Selma Braun née Alexander

Location 
Kieler Str. 5
District
Steglitz
Stone was laid
12 July 2019
Born
22 March 1882 in Konitz (Westpreußen) / Chojnice
Deportation
on 19 January 1942 to Riga
Murdered
Selma Braun, née Alexander

Selma Alexander was born on the 22nd of March 1882 in Konitz (today Chojnice) in West Prussia.
Selma was the fourth of eight children. Her parents were Michaelis Alexander (1852 – 1918) and Rosa, née Chaim (1851 – 1934).

It follows from the address book of 1918 that her parents moved to Berlin Schöneberg. Her father was a plumber. In 1918 Michaelis Alexander passed away and in the following year only his wife Rosa is mentioned in the address book in Sponholzstaße.

In 1901 when Selma gave birth to a son named Walter on the 27th of November she lived in Stettin. Auguste Braun, the midwife, confessed at the register office that she lived together with Selma in her apartment at Kräutermarkt 5 and that the child was born there. The child died with only eight months on the 12th of July 1902.

From the census of population 1939 it follows that Selma lived at this time with the couple Otto and Therese Wiener in Steglitz, Siemensstraße. Both Wieners were deported to the ghetto Theresienstadt on the 3rd of October 1942. They died there.

Selma Alexander lived in Kieler Straße 5, when she was deported on the 19th of January 1942 to Riga.
Her exact date of death is unknown.

As we said in the beginning research work is often difficult and we can only speak about the information which can be found in the files. Sometimes the documents are puzzling. So, it happens with the story of Selma Braun:

Selma was married for a certain time or at least declared she was. When her son was born in 1901 in Stettin – she was not married according to her name which was Selma Alexander.

We didn’t find any documents that are proof of the fact that Selma was married. In the census population she is referred as Selma Alexander too. Improbably she was married between May 1939 and January 1941 which is the date of her deportation. In the Address book of 1940 she isn’t mentioned in Kieler Straße 5 neither as Selma Braun nor as Selma Alexander.

It is possible that she took the name Braun as her surname because she lived with her midwife Auguste Braun in the time she was in Stettin.
In the file of the Nazi authorities of Berlin-Brandenburg exist only a card of the utilization agency with a note to Selma Alexander and that there existed “no file”. This could be evidence that the authorities didn’t know of Selma’s marital status neither.

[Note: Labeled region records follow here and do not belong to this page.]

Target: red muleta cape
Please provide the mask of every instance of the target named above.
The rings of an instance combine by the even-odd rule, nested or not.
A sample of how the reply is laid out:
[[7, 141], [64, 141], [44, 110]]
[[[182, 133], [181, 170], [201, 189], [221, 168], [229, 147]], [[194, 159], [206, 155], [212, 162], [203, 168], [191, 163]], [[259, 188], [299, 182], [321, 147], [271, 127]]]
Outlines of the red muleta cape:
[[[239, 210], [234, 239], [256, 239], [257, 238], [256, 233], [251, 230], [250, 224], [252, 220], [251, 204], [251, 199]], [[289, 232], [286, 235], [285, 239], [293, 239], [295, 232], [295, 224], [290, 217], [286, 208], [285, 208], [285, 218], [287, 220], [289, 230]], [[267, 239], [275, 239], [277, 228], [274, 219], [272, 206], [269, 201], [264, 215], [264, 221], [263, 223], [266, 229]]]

We describe this lack of clarity concerning the marriage and the surname of Selma, because such a mistiness in the surveillance society of the Nazis was very seldom. One can reflect whether Selma didn’t want to admit to her parents that she got a son unmarried. Or she tried to prevent deportation with another surname.

On the transporting list she again is “Selma Braun, née Alexander (without profession)”, also in the book of remembrance and in Yad Vashem – and now on the stumbling stone as well.